La scientifique, responsable de Clinicobiome, un programme qui vise à diagnostiquer les microbiotes anormaux, met en avant plusieurs essais cliniques de transplantation fécale, qui ont montré des résultats positifs dans des "phases 2". Au Canada, un essai de phase 3 a même été lancé. A terme, les scientifiques voudraient encapsuler les bonnes bactéries dans des gélules, pour aider les patients résistants. Pour avancer, les chercheurs devront toutefois améliorer encore leur connaissance des micro-organismes impliqués. "Nous allons devoir comparer les microbiotes de personnes en bonne santé et ceux de malades, pour être certains du rôle des différentes familles de bactéries", nuance Matthew Meyerson, directeur de département au MIT et à Harvard.
Repérer les alliés des tumeurs
C’est une découverte des plus intrigantes. En disséquant des tumeurs, les chercheurs se sont aperçus de la présence de nombreuses bactéries, nichées entre les cellules cancéreuses. Ces résultats, rapportés dans la revue Science en 2022, ne cessent depuis de faire parler la communauté scientifique. "Que font ces micro-organismes à ces endroits ? Comment interagissent-ils avec la tumeur ? C’est un mystère sur lequel il va nous falloir avancer", plaide Maria Carla Parrini, biologiste à l’Institut Curie.
Etonnée par ces observations, cette scientifique s’est mis en tête de décrypter le comportement de ces micro-organismes. "Certains virus, comme le papillomavirus ou l’hépatite B peuvent causer des lésions cancéreuses. Est-ce que ces bactéries aident la tumeur, ou sont-ils là à cause d’elle ? La question reste ouverte, mais des premières études semblent montrer que les bactéries présentes sont spécifiques : on ne les retrouve pas en même quantité ailleurs. C’est très intrigant", poursuit la spécialiste.
"A ce stade, il est difficile d’interpréter les données, souligne Matthew Meyerson, directeur de département au MIT et à Harvard. Parfois, on retrouve des bactéries en grande quantité dans des tumeurs, mais dans d’autres analyses, c’est plutôt dans les tissus sains qu’on les observe. Il va nous falloir investiguer davantage".

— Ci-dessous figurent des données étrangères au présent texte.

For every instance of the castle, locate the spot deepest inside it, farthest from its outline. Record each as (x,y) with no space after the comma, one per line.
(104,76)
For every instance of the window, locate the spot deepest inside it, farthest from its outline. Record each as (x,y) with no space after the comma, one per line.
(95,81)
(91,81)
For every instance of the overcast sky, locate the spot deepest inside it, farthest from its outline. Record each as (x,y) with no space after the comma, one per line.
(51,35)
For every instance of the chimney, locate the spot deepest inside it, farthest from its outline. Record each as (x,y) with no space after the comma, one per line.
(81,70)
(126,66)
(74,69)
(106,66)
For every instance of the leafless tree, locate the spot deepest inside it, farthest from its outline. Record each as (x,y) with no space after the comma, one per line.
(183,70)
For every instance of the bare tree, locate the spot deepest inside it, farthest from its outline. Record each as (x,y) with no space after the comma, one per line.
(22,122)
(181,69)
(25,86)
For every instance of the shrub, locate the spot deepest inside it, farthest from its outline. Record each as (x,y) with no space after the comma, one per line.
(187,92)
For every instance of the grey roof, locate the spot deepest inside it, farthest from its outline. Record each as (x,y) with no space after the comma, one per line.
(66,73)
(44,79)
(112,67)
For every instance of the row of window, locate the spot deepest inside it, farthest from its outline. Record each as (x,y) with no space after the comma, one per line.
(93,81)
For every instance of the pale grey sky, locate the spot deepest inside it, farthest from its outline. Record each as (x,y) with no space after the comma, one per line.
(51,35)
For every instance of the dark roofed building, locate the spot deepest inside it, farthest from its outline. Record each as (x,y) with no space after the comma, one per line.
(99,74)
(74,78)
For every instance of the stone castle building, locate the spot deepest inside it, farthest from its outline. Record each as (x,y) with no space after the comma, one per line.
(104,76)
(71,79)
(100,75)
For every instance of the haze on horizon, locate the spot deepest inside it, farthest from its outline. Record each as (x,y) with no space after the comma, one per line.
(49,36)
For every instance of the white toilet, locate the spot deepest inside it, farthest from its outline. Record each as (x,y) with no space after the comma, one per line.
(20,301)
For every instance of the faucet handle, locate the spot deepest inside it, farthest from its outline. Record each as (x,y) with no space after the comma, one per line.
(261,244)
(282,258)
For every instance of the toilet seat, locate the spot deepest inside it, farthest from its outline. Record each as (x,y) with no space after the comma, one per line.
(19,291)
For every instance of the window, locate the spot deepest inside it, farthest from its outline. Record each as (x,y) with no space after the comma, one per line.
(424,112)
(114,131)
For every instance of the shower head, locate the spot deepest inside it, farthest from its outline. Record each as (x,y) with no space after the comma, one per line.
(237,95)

Pour trancher, l’Union européenne a décidé de verser 5 millions d’euros au projet de Maria Carla Parrini. L’objectif ? Etudier ce microbiote intratumoral à l’aide de dispositifs encore plus performants : les "tumeurs sur puce". Ces outils consistent, à gros traits, à plonger des cellules et divers ingrédients dans de minuscules chambres de gel, pour reproduire certaines fonctions des organes touchés par la maladie cancéreuse. Avec de tels outils, les scientifiques peuvent visualiser le comportement des cellules des patients en présence de bactéries. Un atout de taille pour retracer les réactions en chaîne au sein des tumeurs.